Затем он произносит два слова, в вопросительной форме:
— А ты?
— Ты хочешь знать, как мои дела — с замужеством и прочее?
— Да.
— С Бубу?
— С кем?
— С моим мужем. Ему дали отпуск на неделю. Мы съездили в свадебное путешествие.
— Куда?
— В Перигор. Не из-за трюфелей, а по более глубоким причинам: чтобы повидать всякие доисторические дыры. Мы их все осмотрели: Ласко, Руфиньяк, Эйзи, Фон-де-Гом и другие. Здорово они все-таки рисовали — эти палеолитики. Их лошади, их мамонты, ну, в общем… ясно, да? (жест).
— Фальшивые.
— Что ты хочешь этим сказать?
— Все фальшивые.
— Ну, если бы они были настоящие фальшивые, это бы стало известно.
— Мне известно.
— Откуда ты это знаешь?
— Знаю.
— Во сне, что ли, видел?
— Все это намалевал один тип в восемнадцатом веке.
— С чего вдруг он стал бы все это малевать?
— Чтобы утереть нос кюре.
— Ты шутишь, папа. Или грезишь. Лучше купил бы себе телевизор, это очень просвещает.
— Знаю.
— Ну, теперь, когда я убедилась, что все в порядке, можно и домой.

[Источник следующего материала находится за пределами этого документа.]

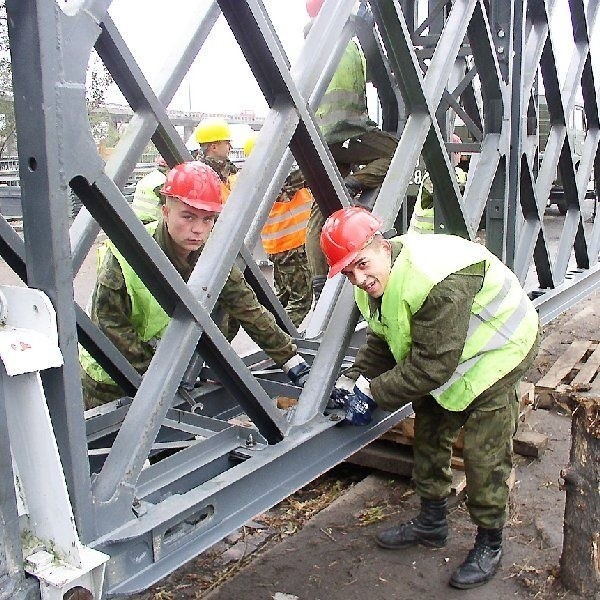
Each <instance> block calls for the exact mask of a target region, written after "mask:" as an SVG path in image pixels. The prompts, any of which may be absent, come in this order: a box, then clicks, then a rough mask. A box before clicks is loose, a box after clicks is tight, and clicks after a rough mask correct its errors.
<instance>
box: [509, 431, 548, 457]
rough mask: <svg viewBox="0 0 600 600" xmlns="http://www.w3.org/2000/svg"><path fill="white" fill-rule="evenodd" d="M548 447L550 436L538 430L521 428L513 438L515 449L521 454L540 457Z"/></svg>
mask: <svg viewBox="0 0 600 600" xmlns="http://www.w3.org/2000/svg"><path fill="white" fill-rule="evenodd" d="M547 447H548V436H547V435H544V434H543V433H537V431H522V430H520V429H519V431H517V434H516V435H515V437H514V438H513V451H514V453H515V454H520V455H521V456H532V457H533V458H539V457H540V456H541V455H542V454H543V453H544V450H546V448H547Z"/></svg>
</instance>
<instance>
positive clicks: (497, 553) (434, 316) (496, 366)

Поднявшись на набережную, Ламелия подает Сидролену знаки — не для того чтобы попрощаться, а потому что на загородке появились новые граффити. Ламелия увидела это; бросив швабру, она достает кисть и банку с краской.
Сидролен ложится в свой шезлонг. Он глядит на Лали, взбирающуюся на откос.
Он закрывает глаза.
И вот он скачет на коне бок о бок со своим превосходнейшим другом графом Альтавива-и-Альтамира. За ними следует Прикармань. Алчные роялисты-контрабандисты за бешеные деньги перевели их через границу.
— Вы правильно поступили, приняв решение эмигрировать, Жоакен, — говорит граф на том изысканном французском, на котором всякий интеллигентный европеец изъяснялся в те времена. — Вспомните только ночь на четвертое августа, когда французские аристократы наделали, осмелюсь сказать, таких кромешных глупостей.
— Не стану с вами спорить, — отвечает герцог.
— Ну, а как вы собираетесь проводить время в Испании, Жоакен, пока не окончатся все эти беспорядки? В нашей стране нравы суровые, и кроме коррид вам тут вряд ли сыщется какое-нибудь развлечение, Жоакен.
— Займусь живописью.
— О, это и в самом деле приятная забава. Мне никогда не приходило в голову заняться живописью. А как пришла эта мысль к вам?
— Во сне.
— Я не ослышался: во сне?
— Да, вы не ослышались: во сне. И в этом сне Фелица, младшая из моих дочерей — та, слабоумная, — как будто вернулась из Рима и рассказала мне, что видела там Сикстинскую капеллу; и тогда я сказал себе: да ведь я тоже художник!
— Что же вы пишете, Жоакен? Натюрморты? Цветы? Баталии?
— Пещеры.
— То есть искушение Святого Антония?
— Нет! Я пишу на стенах пещер.
— Но, Жоакен, кто же тогда увидит ваши труды?
— Преисторики.
— Это французское слово мне незнакомо. Что оно означает?
— Я объясню вам позже. Скажите, нет ли у вас подходящего местечка в том же роде, где я мог бы поупражняться в живописи?
— Именно что есть — и как раз в моих владениях, — ответил граф Альтавива-и-Альтамира.